El palangrero gallego Virxe da Blanca no siempre fue un palangrero. Hasta hace dos años, de hecho, se dedicaba a la costera del bonito, pero el armador, descontento con los resultados de esta pesquería, decidió convertir el barco, con base en Burela, y lanzarse a capturar quenllas en Gran Sol. Por ahí anda estos días, con sus trece tripulantes, pero desde ayer permanece retenido por las autoridades irlandesas en el puerto de Castletown, en el sur del país, sospechoso de practicar finning: cercenar las aletas del cuerpo. Las flotas asiáticas lo hacen, para quedarse con las primeras y desprenderse del segundo tirándolo por la borda.

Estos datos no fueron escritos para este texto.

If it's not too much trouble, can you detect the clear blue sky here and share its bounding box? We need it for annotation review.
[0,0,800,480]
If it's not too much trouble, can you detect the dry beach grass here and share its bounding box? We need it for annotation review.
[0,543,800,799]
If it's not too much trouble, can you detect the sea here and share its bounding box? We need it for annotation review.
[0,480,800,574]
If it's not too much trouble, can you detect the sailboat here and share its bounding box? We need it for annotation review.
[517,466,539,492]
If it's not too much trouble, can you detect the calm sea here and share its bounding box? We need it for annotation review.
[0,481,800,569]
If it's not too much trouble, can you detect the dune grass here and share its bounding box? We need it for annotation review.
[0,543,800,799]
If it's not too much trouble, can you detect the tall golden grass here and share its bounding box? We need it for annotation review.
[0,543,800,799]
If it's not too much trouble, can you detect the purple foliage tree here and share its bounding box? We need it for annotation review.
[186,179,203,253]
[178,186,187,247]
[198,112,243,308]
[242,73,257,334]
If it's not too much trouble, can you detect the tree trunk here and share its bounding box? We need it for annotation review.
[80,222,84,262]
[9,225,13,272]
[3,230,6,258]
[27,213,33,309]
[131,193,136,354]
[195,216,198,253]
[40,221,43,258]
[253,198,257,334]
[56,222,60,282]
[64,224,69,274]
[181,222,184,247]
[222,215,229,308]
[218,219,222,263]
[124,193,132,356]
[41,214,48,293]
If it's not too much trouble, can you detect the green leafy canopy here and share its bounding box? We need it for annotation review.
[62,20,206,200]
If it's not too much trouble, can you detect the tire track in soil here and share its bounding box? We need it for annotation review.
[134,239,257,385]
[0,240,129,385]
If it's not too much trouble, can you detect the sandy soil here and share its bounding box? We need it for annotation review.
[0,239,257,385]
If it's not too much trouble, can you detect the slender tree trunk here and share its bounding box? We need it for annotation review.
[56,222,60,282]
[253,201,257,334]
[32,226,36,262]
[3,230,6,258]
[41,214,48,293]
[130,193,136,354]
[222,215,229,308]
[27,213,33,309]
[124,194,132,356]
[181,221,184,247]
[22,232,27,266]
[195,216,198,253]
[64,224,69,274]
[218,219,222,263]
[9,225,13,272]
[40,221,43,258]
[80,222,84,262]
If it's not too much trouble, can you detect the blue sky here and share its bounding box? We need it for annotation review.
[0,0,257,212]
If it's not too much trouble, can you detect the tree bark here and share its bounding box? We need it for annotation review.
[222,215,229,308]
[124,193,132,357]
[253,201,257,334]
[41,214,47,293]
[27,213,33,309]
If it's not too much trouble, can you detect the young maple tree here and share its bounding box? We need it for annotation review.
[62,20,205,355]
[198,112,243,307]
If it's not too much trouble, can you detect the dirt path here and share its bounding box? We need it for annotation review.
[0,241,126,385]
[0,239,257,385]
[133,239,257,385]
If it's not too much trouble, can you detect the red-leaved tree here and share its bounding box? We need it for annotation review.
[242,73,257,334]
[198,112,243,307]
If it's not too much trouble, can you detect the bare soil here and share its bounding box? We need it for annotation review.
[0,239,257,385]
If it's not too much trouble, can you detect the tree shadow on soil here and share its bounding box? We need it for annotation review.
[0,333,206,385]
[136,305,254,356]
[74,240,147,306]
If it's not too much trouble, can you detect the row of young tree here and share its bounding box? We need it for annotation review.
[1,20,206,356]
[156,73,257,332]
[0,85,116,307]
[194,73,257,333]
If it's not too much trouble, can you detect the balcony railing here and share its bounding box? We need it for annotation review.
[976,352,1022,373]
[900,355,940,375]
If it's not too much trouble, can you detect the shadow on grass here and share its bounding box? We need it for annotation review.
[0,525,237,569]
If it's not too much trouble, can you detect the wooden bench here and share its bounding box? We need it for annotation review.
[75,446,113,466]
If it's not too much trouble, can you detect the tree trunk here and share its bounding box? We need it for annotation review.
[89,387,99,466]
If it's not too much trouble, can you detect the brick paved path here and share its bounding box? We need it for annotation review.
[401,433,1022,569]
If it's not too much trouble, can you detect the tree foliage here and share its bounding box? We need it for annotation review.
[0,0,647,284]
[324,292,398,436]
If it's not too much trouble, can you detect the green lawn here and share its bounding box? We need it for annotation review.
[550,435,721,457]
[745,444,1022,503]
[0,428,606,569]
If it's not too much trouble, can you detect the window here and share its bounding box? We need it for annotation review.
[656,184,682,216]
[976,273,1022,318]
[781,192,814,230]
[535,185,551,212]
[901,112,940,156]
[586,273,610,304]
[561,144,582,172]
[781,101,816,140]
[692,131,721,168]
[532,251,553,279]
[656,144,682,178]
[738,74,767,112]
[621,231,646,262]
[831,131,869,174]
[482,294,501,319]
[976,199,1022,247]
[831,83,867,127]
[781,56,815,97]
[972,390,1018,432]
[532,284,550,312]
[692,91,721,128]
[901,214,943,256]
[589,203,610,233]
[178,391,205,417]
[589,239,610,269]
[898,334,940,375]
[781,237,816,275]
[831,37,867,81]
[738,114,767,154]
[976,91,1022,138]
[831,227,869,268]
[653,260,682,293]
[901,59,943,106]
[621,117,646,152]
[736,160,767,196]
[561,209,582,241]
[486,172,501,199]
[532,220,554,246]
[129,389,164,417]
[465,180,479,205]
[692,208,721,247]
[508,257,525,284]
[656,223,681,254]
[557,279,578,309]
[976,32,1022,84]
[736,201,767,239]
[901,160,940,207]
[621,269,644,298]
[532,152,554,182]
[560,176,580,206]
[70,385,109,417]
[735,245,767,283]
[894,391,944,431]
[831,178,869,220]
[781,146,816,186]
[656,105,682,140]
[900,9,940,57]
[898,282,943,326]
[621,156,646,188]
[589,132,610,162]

Desde que anda por esos lares, el barco superó decenas de inspecciones. Pero no la de anteayer. Y eso que, según fuentes de la armadora, siempre manipularon igual los escualos. Esto es, los guardan en las bodegas enteros -como obliga la normativa comunitaria-, aunque en las tareas de limpieza previa se retiran las conocidas como aletas anales, que, como su propio nombre indica, están en esa parte noble de la quenlla. El sector ni las considera aletas, sino un apéndice, de lo pequeñas y frágiles que son.

Pero el inspector irlandés de turno no lo ha visto tan claro y dictó una orden de inspección por posible finning, una práctica totalmente prohibida para la flota comunitaria. Para ello, el barco permanece atracado en Castletown. «Tivemos decenas de inspeccións e nunca houbo ningún problema», explicaron fuentes de la compañía armadora, quienes subrayaron que confían en que finalmente se aclare lo que consideran una confusión sobre la interpretación de la normativa.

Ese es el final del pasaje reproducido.